X
Finance

China tech giants luring funds from traditional banks

With China's technology companies tipped to be given licenses to provide banking services, traditional brick-and-mortar banks are venturing out into the online realm to better compete against these new market players.
Written by Eileen Yu, Senior Contributing Editor

With China's technology companies tipped to be given licenses to provide banking services, traditional brick-and-mortar banks are venturing out into the online realm to better compete against these new market players.

Chinese regulators are reportedly ready to issue the nation's first batch of three to five private banking licenses next month, with internet giant Alibaba Group among the tech companies slated to receive one, reported Beijing-based China Securities Journal. 

It noted that licensees were likely to be private enterprises with sizable funds and manpower, such as Alibaba, and risk-control mechanisms. The report added that a supervisory unit under the China Banking Regulatory Commission was responsible for screening applicants, with one official noting that investors might have to carry the associated risks as China had yet to establish a deposit insurance infrastructure as well as the necessary framework that would allow failing market players to exit the industry.

Alibaba already offers micro-loans to local businesses, dishing out some 28 billion yuan (US$4.57 billion) in loans to 250,000 small- and micro-sized businesses that may not be able to secure loans from traditional banks, the company said in a report last June. And because it is already the country's biggest e-commerce operator, it is able to analyze data from its voluminous online transactions to establish credit viability before giving out loans to borrowers. 

The company has also generated billions in assets in less than eight months through its money market fund, Yu'e Bao, which currently holds 400 billion yuan (US$65.35 billion), more than customer deposits held by China's five smallest listed banks, according to Reuters. The report added that similar online offerings from Baidu and Tencent Holdings led to a dip of 1 trillion yuan (US$163.37 billion) in traditional bank deposits last month. 

Set up in partnership with Tianhong Asset Management, which owns a 51 percent stake in the company, Yu'e Bao allows investors to vest their shares for cash at any time, differentiating its services from traditional funds, and does not mandate a minimum fund amount. The fund is also integrated with Alibaba's popular third-party e-payment platform, Alipay, which also supports mobile payments.

Brick-and-mortar banks, however, are fighting back with their own online offerings and pushing Chinese authorities to implement policies to pull back the growth of online funds offered by non-traditional banks.

ICBC, for instance, introduced wealth management product that aims to differentiate from Alibaba by accepting customer fund transfers of up to 30 million yuan, Reuters reported.
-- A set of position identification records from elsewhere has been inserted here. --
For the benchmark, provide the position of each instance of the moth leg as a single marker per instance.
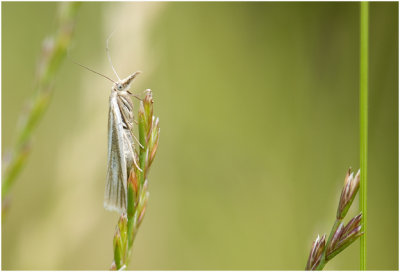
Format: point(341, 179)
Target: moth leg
point(134, 137)
point(135, 162)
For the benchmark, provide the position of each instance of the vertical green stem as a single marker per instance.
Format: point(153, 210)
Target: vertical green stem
point(363, 126)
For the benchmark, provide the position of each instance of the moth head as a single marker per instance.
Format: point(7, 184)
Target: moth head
point(125, 84)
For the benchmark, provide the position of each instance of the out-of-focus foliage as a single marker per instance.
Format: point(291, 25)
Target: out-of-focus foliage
point(259, 110)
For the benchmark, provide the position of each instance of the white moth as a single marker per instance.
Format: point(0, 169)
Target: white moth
point(121, 154)
point(121, 150)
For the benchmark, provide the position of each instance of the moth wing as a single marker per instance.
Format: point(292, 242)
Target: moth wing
point(117, 173)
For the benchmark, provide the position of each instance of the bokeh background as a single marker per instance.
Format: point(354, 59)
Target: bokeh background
point(258, 106)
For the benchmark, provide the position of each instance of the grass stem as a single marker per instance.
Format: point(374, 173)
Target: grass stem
point(363, 126)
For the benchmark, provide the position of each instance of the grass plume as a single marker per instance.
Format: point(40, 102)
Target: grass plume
point(129, 223)
point(54, 51)
point(341, 235)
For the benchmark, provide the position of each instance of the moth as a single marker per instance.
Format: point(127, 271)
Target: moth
point(121, 147)
point(121, 153)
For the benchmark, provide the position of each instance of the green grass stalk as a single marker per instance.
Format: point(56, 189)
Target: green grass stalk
point(363, 127)
point(53, 53)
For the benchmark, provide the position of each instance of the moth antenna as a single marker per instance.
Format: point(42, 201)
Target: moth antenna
point(109, 57)
point(83, 66)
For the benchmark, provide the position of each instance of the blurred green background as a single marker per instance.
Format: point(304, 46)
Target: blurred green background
point(258, 106)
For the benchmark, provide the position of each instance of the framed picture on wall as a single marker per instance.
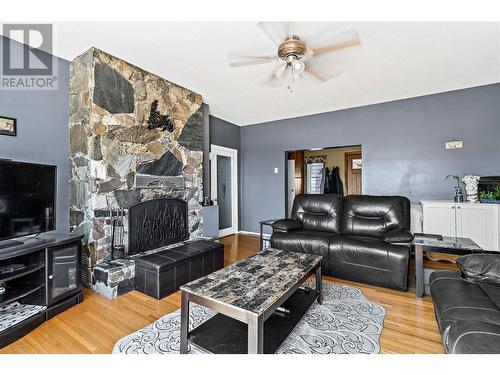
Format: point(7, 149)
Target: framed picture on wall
point(8, 126)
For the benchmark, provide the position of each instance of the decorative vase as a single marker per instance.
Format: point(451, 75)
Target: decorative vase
point(459, 197)
point(471, 187)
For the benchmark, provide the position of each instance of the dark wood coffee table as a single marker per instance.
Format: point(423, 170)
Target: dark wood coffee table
point(249, 291)
point(449, 245)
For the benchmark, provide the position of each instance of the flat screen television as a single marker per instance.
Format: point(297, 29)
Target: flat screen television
point(27, 198)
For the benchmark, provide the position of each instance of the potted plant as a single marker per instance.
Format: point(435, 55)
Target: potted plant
point(459, 197)
point(490, 196)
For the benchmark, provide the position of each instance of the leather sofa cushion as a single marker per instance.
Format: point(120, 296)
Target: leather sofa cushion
point(364, 251)
point(483, 268)
point(304, 241)
point(472, 337)
point(374, 216)
point(369, 260)
point(456, 299)
point(286, 225)
point(318, 212)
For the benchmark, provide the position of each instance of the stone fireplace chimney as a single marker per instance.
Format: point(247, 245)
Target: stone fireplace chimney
point(121, 152)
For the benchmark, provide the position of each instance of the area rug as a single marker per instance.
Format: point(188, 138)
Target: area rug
point(346, 323)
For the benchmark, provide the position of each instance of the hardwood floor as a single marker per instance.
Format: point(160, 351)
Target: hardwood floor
point(95, 325)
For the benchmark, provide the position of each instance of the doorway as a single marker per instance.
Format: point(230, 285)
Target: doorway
point(353, 169)
point(307, 170)
point(224, 187)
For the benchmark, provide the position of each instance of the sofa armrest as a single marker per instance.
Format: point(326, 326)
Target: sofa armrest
point(398, 236)
point(473, 337)
point(480, 268)
point(286, 225)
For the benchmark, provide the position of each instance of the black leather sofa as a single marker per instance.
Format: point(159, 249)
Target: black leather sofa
point(467, 305)
point(361, 237)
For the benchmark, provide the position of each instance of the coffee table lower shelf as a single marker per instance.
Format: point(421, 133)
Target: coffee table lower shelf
point(224, 335)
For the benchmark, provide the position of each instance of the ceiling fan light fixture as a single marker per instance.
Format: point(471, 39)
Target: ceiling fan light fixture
point(298, 66)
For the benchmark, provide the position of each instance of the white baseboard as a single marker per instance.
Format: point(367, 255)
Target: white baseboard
point(265, 235)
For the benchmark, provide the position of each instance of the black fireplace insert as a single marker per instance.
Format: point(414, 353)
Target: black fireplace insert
point(157, 223)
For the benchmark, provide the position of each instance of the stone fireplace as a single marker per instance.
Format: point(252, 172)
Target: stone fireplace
point(118, 158)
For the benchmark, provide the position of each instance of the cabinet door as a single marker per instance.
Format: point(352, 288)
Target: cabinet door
point(479, 223)
point(63, 271)
point(439, 219)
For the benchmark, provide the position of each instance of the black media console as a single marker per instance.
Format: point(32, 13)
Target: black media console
point(42, 276)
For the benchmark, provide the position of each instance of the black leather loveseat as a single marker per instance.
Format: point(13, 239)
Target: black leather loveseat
point(467, 304)
point(361, 237)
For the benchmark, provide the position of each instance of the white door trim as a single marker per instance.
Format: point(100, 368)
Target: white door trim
point(233, 154)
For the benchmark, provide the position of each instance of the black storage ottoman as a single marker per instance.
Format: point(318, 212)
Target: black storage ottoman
point(163, 273)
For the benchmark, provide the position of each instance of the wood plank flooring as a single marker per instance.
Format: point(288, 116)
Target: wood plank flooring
point(95, 325)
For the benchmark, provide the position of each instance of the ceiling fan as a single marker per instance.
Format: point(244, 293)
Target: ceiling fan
point(293, 56)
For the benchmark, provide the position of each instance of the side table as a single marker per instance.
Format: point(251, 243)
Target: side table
point(268, 222)
point(439, 244)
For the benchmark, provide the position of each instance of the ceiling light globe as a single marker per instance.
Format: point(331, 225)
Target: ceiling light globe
point(298, 66)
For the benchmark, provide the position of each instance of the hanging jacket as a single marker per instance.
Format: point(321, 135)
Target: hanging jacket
point(328, 183)
point(339, 186)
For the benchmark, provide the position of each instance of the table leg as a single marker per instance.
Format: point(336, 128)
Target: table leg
point(184, 322)
point(261, 236)
point(419, 270)
point(319, 285)
point(255, 335)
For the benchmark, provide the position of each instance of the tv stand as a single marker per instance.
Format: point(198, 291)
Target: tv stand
point(10, 243)
point(46, 280)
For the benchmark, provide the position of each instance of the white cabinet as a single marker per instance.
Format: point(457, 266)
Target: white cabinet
point(477, 221)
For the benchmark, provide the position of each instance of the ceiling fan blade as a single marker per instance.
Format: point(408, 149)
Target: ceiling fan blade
point(240, 61)
point(275, 31)
point(315, 74)
point(277, 80)
point(347, 39)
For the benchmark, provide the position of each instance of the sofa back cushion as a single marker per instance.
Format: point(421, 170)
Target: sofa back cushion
point(319, 212)
point(374, 216)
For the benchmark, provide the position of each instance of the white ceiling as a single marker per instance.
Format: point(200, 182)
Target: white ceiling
point(395, 61)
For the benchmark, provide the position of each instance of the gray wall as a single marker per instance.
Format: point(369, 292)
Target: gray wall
point(226, 134)
point(403, 147)
point(42, 132)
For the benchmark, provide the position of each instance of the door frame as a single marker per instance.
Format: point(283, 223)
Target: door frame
point(348, 167)
point(233, 154)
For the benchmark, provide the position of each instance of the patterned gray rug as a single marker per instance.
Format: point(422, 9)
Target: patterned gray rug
point(346, 323)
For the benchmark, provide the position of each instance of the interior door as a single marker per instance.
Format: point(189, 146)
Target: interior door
point(224, 187)
point(353, 172)
point(290, 185)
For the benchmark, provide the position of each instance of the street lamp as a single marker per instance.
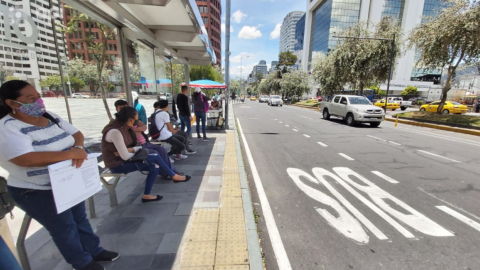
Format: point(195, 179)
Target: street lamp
point(392, 54)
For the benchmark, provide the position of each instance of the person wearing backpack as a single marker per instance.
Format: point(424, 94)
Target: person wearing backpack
point(31, 139)
point(200, 102)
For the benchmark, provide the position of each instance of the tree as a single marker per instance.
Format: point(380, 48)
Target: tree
point(449, 39)
point(287, 59)
point(97, 47)
point(410, 90)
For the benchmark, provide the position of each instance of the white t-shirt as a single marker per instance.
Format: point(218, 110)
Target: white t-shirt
point(162, 118)
point(18, 138)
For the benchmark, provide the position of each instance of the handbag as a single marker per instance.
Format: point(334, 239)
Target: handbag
point(6, 202)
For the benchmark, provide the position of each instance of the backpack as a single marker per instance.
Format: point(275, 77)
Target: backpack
point(152, 126)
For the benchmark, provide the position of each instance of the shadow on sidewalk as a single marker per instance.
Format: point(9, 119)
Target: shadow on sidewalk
point(148, 235)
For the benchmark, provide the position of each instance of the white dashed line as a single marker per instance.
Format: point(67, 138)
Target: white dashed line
point(435, 155)
point(460, 217)
point(386, 178)
point(345, 156)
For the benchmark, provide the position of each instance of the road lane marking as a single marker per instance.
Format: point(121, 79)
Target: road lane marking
point(451, 204)
point(435, 155)
point(384, 177)
point(275, 238)
point(395, 143)
point(460, 217)
point(345, 156)
point(376, 138)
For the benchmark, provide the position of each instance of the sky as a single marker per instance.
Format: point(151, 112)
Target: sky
point(255, 32)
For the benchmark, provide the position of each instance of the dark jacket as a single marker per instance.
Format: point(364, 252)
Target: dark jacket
point(109, 148)
point(183, 106)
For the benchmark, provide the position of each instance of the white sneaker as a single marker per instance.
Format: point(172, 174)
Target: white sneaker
point(181, 157)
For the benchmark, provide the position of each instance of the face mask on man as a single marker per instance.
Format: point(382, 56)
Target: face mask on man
point(36, 108)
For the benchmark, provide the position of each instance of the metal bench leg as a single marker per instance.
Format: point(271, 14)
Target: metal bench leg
point(111, 190)
point(91, 205)
point(22, 252)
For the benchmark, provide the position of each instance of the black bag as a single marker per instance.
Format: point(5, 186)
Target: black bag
point(140, 155)
point(6, 202)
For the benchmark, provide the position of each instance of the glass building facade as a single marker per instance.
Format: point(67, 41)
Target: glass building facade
point(330, 17)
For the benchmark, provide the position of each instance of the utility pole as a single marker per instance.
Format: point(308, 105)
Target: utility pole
point(227, 59)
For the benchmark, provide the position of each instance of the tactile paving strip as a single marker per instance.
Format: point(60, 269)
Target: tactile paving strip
point(206, 215)
point(199, 254)
point(232, 232)
point(229, 253)
point(203, 232)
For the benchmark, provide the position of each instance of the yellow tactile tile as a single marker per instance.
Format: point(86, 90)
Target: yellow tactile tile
point(198, 254)
point(203, 232)
point(232, 232)
point(229, 253)
point(206, 215)
point(231, 267)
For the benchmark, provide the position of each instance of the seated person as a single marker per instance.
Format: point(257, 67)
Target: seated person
point(177, 139)
point(139, 129)
point(119, 146)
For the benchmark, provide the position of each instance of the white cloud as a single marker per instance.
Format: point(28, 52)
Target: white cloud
point(245, 56)
point(276, 32)
point(238, 16)
point(249, 32)
point(223, 28)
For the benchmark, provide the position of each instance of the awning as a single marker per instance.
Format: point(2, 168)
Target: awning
point(174, 27)
point(207, 84)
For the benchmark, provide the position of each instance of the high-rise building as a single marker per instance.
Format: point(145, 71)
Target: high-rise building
point(287, 31)
point(211, 10)
point(326, 17)
point(76, 45)
point(299, 38)
point(28, 59)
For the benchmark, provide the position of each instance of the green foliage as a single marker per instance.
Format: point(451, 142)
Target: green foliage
point(410, 90)
point(449, 39)
point(286, 59)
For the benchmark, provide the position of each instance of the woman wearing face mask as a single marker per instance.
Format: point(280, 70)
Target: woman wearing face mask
point(119, 145)
point(31, 139)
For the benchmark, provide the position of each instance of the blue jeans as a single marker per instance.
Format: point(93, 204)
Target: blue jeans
point(154, 165)
point(71, 231)
point(8, 261)
point(185, 122)
point(201, 115)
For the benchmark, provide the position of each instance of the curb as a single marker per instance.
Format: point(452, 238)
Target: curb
point(440, 127)
point(254, 250)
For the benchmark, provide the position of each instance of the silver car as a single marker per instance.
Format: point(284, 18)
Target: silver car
point(275, 101)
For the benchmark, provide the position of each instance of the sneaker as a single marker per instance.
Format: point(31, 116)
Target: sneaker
point(181, 157)
point(93, 266)
point(106, 256)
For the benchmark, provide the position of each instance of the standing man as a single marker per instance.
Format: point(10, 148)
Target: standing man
point(184, 110)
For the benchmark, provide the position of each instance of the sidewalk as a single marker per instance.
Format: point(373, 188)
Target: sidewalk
point(198, 225)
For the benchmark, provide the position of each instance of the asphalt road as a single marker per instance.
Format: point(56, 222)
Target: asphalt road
point(360, 197)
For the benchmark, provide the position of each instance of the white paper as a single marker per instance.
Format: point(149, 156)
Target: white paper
point(70, 185)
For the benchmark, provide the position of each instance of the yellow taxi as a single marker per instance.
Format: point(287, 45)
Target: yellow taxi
point(449, 107)
point(390, 106)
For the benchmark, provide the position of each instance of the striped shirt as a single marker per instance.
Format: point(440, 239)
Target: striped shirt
point(18, 138)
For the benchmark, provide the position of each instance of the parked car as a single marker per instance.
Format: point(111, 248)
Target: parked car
point(263, 99)
point(353, 109)
point(449, 107)
point(275, 101)
point(390, 105)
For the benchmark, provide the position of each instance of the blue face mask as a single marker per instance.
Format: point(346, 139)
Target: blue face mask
point(36, 108)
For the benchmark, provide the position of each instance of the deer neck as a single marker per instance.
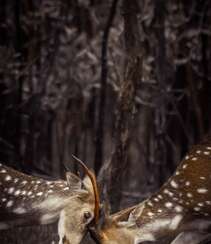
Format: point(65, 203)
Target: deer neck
point(26, 198)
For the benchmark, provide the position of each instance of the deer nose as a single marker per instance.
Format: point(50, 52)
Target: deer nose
point(94, 234)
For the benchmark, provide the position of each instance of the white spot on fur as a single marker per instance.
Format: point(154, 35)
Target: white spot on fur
point(144, 237)
point(150, 203)
point(169, 204)
point(178, 209)
point(202, 178)
point(8, 178)
point(174, 184)
point(17, 193)
point(189, 194)
point(184, 166)
point(11, 190)
point(9, 204)
point(166, 191)
point(150, 214)
point(197, 209)
point(16, 180)
point(175, 222)
point(202, 190)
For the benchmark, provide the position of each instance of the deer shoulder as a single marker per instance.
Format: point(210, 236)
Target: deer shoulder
point(28, 200)
point(181, 205)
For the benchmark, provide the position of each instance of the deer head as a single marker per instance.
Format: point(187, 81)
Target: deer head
point(181, 206)
point(27, 200)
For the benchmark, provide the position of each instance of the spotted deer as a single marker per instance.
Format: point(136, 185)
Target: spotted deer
point(27, 200)
point(181, 209)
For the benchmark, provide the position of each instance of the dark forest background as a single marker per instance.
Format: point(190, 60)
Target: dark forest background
point(123, 85)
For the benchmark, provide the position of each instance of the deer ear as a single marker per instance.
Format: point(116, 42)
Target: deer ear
point(87, 183)
point(73, 181)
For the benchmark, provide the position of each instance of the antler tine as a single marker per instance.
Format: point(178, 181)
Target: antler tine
point(95, 187)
The bank is also limiting its customers from transferring funds to Alipay of no more than 50,000 yuan a month.

Bank of Beijing also tied up with Chinese smartphone maker, Xiaomi, to enable mobile payments and sales of its wealth management and insurance products. 

The number of mobile transactions in China climbed 212.86 percent year-on-year to 1.67 billion in 2013, with the value of mobile payments growing 317.56 percent to 9.64 trillion yuan (US$1.58 trillion), according tostats released last week by People's Bank of China. Mobile payments accounted for some 3 percent of the country's overall non-cash transactions last year, which grew 21.92 percent to 50.16 billion and generated 607.56 trillion yuan (US$99.63 trillion).